Major negative items like foreclosures, bankruptcies, liens, garnished wages and items in collection get lumped together into this part.
Your credit score reflects the amount of money you owe and how the debt you’re carrying impacts your financial outlook.
What is taken into account is the amount of money, in total, that you owe to all your lenders, how far you are into each loan, and the amount of available credit you still have.
Comparing the amount of money you owe to the amount of available credit you still have helps lenders determine who might be “overextended.” These are the borrowers they want to avoid.
A loan applicant with a high utilization ratio is certainly not goingto be as desirable as someone with a low utilization ration.
Length of Credit History
While a long financial history may not necessarily be needed for a high credit score, factors like how long you’ve held your oldest account, the average length of time you’ve had your accounts open, and how long since you used some accounts all play a role in your final rating.

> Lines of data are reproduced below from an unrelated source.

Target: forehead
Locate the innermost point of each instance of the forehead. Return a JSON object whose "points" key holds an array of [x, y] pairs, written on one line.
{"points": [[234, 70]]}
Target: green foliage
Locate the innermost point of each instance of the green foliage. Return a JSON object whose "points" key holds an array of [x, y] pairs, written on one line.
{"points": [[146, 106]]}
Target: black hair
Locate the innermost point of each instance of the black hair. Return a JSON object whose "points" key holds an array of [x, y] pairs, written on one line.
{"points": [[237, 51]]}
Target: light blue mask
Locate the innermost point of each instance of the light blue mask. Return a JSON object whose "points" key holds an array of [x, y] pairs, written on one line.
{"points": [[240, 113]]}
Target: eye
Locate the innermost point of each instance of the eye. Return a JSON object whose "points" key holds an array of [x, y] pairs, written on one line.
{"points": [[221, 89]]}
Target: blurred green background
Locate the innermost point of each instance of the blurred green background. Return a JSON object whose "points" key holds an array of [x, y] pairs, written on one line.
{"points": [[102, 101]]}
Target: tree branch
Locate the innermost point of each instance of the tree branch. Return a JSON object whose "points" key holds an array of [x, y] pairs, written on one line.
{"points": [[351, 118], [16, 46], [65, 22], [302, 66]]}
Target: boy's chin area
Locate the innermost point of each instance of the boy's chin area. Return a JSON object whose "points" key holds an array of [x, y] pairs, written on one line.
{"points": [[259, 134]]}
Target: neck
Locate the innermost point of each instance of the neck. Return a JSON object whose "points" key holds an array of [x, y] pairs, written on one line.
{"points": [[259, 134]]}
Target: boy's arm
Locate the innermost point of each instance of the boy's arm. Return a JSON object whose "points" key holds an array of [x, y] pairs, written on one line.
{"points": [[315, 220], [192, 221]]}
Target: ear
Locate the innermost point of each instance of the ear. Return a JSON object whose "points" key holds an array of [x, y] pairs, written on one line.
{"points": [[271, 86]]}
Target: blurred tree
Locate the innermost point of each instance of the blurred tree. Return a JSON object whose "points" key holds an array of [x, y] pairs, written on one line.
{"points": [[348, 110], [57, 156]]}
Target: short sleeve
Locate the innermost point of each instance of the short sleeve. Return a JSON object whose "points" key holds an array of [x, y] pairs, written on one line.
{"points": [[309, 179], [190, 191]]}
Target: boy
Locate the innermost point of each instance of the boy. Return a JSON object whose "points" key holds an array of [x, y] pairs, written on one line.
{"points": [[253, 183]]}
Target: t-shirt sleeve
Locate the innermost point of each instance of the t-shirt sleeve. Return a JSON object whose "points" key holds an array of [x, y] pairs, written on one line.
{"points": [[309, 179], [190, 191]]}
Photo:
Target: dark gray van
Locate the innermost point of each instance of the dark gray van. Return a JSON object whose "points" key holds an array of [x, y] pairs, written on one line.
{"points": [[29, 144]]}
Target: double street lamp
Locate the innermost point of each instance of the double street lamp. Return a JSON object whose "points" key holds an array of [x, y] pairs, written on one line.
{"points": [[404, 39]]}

In most instances, it is advisable to keep the accounts you’ve held the longest open. Your rating will improve if you rely on them very little, no more than twice a year. Closed accounts will appear on your report and could lead to a higher score, but this will subside in time. It’s better to just let them remain open.
The diversification of the accounts you have influences some lenders more than others. But when you don’t have much of a financial or credit history, it may be more important.
The more different types of accounts you can keep current, the better. But, it is important that you open accounts that only make sense, that you need and will use. Your final credit score will consider your mortgages, installment loans, credit/debit cards, and any accounts you have at retail stores.
Lenders look closely at new credit, especially when someone does not have much of a credit history.
Studies show that when someone opens numerous accounts in a short time period, they pose a greater risk to lenders. Just having a number of inquiries into your credit history over a short span of time can also affect your credit rating.
If you space your inquiries within a 2-3 week time span they will likely be considered a single inquiry, which means you wouldn’t be negatively impacted for looking around. On the other hand, you do not want to appear to be constantly shopping for new lines of credit. Today’s lenders are looking for borrowers who make thoughtful decisions and manage their credit in a responsible manner.